Mieux encore, Ahmed Souab est politiquement vierge. Il n’a jamais affiché de couleur partisane, ni adhéré à un parti ou un gouvernement. Et quand il a été arrêté en avril, il a suscité la plus grande manifestation de soutien jamais vue pour une figure publique depuis des années.
Bourguiba, le retour
En voulant détourner l’attention de Gabès, Kaïs Saïed a fait l’inverse.
Dans sa précipitation, il a multiplié les erreurs de stratégie, celles que Sun Tzu avait déjà dénoncées il y a vingt-cinq siècles : « Ne combats jamais dans la colère. »
Comme le colon français en emprisonnant Bourguiba, comme Ben Ali en emprisonnant les islamistes, Kaïs Saïed a offert la gloire à ses ennemis.
Le pouvoir a cru neutraliser un homme, il a fait naître un symbole. Il a voulu bâillonner une figure, il a fabriqué un présidentiable. Il a voulu l’humilier, il l’a élevé. Il a voulu le faire taire, il l’a fait entendre jusqu’à l’international.
Il a voulu faire diversion ; il a bourguibisé Ahmed Souab.















3 commentaires
HatemC
On note aussi que les médias publics Agence Tunis Afrique Presse (TAP), La Presse et Assabah sont financés et contrôlés d’une manière qui rend plausible leur instrumentalisation, on oublie le rôle de l’ATCE — Agence Tunisienne de Communication Extérieure sous Ben Ali …
Elle dépendait directement du Premier ministère et, de fait, du Cabinet présidentiel.
Pour rappel :
L’ATCE gérait, la répartition de la publicité publique et parapublique (banques, entreprises nationales, opérateurs télécoms, etc.), les relations avec les médias étrangers et les journalistes correspondants, le financement “sélectif” des journaux tunisiens selon leur degré d’allégeance.
Résultat :
Un journal critique perdait instantanément ses encarts publicitaires.
Inversement, les médias dociles étaient généreusement arrosés.
C’était la censure par la faim : pas besoin de fermer un journal, il suffisait de le priver d’annonceurs.
Le même mécanisme se reconstitue discrètement sous Kaïs Saïed avec une ATCE invisible.
Kaïs Saïed suit, pas à pas, le même itinéraire que Ben Ali, même trajectoire …
Il en reproduit les symptômes, peur de la critique, culte de la loyauté, répression contre les magistrats et les associations, méfiance envers la presse.

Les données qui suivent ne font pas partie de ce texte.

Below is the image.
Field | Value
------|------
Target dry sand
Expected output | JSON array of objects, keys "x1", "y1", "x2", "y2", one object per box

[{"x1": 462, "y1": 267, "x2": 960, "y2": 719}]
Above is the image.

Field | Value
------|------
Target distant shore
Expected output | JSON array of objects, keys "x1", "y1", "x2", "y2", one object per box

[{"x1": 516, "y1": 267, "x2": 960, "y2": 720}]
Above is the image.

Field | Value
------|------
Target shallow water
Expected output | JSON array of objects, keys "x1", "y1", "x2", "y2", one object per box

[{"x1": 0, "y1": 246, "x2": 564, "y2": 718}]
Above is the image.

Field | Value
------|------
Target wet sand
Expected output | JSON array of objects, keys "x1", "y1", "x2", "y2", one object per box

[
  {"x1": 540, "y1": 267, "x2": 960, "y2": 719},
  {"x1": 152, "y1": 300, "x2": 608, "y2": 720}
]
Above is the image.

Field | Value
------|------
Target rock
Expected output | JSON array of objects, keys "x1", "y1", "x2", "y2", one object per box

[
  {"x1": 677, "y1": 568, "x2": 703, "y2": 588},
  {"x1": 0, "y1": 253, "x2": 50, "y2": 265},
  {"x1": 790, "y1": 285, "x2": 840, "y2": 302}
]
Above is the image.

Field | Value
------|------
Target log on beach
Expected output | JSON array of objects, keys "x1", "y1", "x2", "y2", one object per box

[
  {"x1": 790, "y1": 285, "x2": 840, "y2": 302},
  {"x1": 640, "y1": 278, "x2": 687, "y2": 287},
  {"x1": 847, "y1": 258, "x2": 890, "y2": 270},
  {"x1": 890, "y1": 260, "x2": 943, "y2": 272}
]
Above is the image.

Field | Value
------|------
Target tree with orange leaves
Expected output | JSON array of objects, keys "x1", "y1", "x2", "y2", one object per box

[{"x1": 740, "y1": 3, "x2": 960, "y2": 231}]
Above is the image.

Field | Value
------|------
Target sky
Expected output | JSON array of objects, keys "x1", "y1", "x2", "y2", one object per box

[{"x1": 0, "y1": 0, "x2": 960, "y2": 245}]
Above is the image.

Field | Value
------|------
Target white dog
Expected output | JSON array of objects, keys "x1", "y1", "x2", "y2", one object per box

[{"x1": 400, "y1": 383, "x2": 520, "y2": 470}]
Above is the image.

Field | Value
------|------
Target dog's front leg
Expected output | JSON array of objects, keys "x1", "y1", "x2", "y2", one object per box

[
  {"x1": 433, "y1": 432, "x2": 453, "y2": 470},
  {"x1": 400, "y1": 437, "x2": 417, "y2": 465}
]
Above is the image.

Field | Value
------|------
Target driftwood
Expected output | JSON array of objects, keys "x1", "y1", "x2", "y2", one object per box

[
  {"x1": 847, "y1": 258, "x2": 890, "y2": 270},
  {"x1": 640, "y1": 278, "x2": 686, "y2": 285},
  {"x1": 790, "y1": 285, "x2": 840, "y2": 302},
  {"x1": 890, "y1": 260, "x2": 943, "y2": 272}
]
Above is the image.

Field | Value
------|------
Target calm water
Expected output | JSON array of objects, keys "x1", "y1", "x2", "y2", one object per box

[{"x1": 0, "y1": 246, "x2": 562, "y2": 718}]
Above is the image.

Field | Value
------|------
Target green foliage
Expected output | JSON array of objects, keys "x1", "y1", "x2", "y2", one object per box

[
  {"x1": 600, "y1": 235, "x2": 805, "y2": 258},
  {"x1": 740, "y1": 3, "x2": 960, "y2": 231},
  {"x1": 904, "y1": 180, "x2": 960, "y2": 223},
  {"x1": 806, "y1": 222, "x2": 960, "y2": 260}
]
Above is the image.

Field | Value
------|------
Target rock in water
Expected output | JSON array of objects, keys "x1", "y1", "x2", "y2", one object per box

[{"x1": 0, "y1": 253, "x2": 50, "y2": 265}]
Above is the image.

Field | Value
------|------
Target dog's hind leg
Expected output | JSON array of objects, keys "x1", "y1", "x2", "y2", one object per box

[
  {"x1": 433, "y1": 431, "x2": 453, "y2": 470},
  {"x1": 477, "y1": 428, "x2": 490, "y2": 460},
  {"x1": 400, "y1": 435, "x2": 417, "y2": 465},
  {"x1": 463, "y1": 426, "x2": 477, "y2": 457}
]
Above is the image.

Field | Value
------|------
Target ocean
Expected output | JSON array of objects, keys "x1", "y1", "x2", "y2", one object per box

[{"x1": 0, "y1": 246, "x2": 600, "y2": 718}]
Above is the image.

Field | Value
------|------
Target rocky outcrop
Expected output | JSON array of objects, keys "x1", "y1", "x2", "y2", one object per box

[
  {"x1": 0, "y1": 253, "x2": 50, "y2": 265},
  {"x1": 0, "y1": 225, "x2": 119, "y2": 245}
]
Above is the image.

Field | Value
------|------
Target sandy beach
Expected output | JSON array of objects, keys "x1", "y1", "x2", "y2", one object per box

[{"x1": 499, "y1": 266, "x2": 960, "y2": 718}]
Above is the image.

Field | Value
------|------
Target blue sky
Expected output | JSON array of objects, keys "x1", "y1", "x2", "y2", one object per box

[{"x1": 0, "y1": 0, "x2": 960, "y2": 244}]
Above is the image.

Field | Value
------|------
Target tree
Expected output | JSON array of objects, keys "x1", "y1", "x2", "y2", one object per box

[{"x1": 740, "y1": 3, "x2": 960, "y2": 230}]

Comme Ben Ali, Kaïs Saïed finira isolé.
Déjà, il ne parle plus qu’à lui-même.
Ses “réunions” sont devenues des monologues où il sermonne ses ministres comme des écoliers, récitant sa morale politique devant des caméras pour impressionner un peuple épuisé et crédule.
Sur la scène internationale, il n’existe plus. Invisible, ignoré, transparent.
Il ne lui reste qu’un seul allié — l’autre pays marginalisé de la région : l’Algérie et parfois un dignitaire perdu Libyen venu soigner une carie est reçu par KS, l’illusion …
Le président qui voulait incarner la dignité nationale en a fait une parodie.
Vladimir Guez
Desole de contredire vos plans, Monsieur Niazar, mais en 2029, il tentera d’acheter mon parrainage contre une assiette de bsissa et je temoignerai contre lui devant l’ ISIE et la DZ mafia. Il sea condamne a 163 ans de prison
ferme et de 42 avec sursis.
Vous ne misez pas sur le bon cheval.
Hannibal
Cinq ans de prison pour des paroles anodines.
Une peine qui va au-delà des prochaines élections présidentielles. J’ai l’impression que chaque fois que quelqu’un dit quelque chose, il ou elle apparaît à l’insomniaque comme concurrent ou à ceux qui profitent de sa présence comme empêcheur de tourner en rond.
2029 est encore loin et j’informe ceux qui s’accrochent à leurs privilèges en nuisant au pays et en compromettant l’avenir de ses enfants, que l’Histoire ne les oubliera jamais. Il suffira alors de les chercher dans sa poubelle.
Quel temps perdu !
Une dernière chose : un juge qui subit des pressions dans l’exercice noble de la justice devrait démissionner pour garder son honneur et celui de son pays. Le pays s’en souviendra et le réintègrera.